Furthermore, colleagues whom I know and respect have praised Abrams as a devoted public servant who has mentored many in the foreign policy community. This backs up my own research, which shows that in the early 1980s, Abrams played a vital and constructive role in ensuring that the State Department’s human rights bureau was treated seriously by the rest of the State Department. This was far from a certain thing when the Carter administration created the bureau.
The foreign policy community is a small village in which people cross paths all the time, so it means something to me when people I know and respect defend Abrams. And it is distasteful to see Internet elites smugly attack other elites for defending a colleague while others agonize over it.

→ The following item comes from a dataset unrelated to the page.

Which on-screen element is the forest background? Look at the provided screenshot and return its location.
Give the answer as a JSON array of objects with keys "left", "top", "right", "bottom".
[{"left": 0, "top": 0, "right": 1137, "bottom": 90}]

All of that said, the more I think about it, the more convinced I am that Omar’s line of questioning was spot-on. As Steve Saideman notes, if you are going to appoint someone who has a history of lying to Congress about human rights abuses to be the special envoy for a brewing humanitarian crisis, it is entirely fair to question him about prior acts of bad faith. And it was certainly striking to see someone so “firmly contemptuous of congressional pressure” become the object of it.
I wish Omar had given Abrams a chance to respond to her first accusation, but she was fully within her rights to bring up the unsavory and criminal portions of Abrams’s backstory. Other members of Congress *cough* Don Young *cough* have treated witnesses with far less decorum than Omar treated Abrams.
The other uncomfortable truth, however, is that while Omar might be right to interrogate Abrams, she is mostly in the wrong about Venezuela.
A US backed coup in Venezuela is not a solution to the dire issues they face. Trump's efforts to install a far right opposition will only incite violence and further destabilize the region. We must support Mexico, Uruguay & the Vatican's efforts to facilitate a peaceful dialogue.— Ilhan Omar (@IlhanMN) January 25, 2019
The Trump administration has hopefully stumbled into an appropriate posture toward Venezuela, particularly after it corrected its initial fumbles and withdrew all U.S. Embassy personnel. Trump has managed to garner significant amounts of international cooperation on this issue, despite being stymied on every other foreign policy front and having zero credibility when it comes to human rights concerns. Stopped clock and all that.
For quite some time, astute foreign policy observers have wanted Congress to take a more active role in foreign affairs oversight. The process is messy and prone to grandstanding and overreach. It is still far better than the alternative, which is the quiescence that has been inculcated for decades. Omar’s critique is also consistent with the growth of more confident progressive voices on foreign policy, which is a useful corrective for a marketplace of foreign policy ideas that has skewed hawkish for way too long.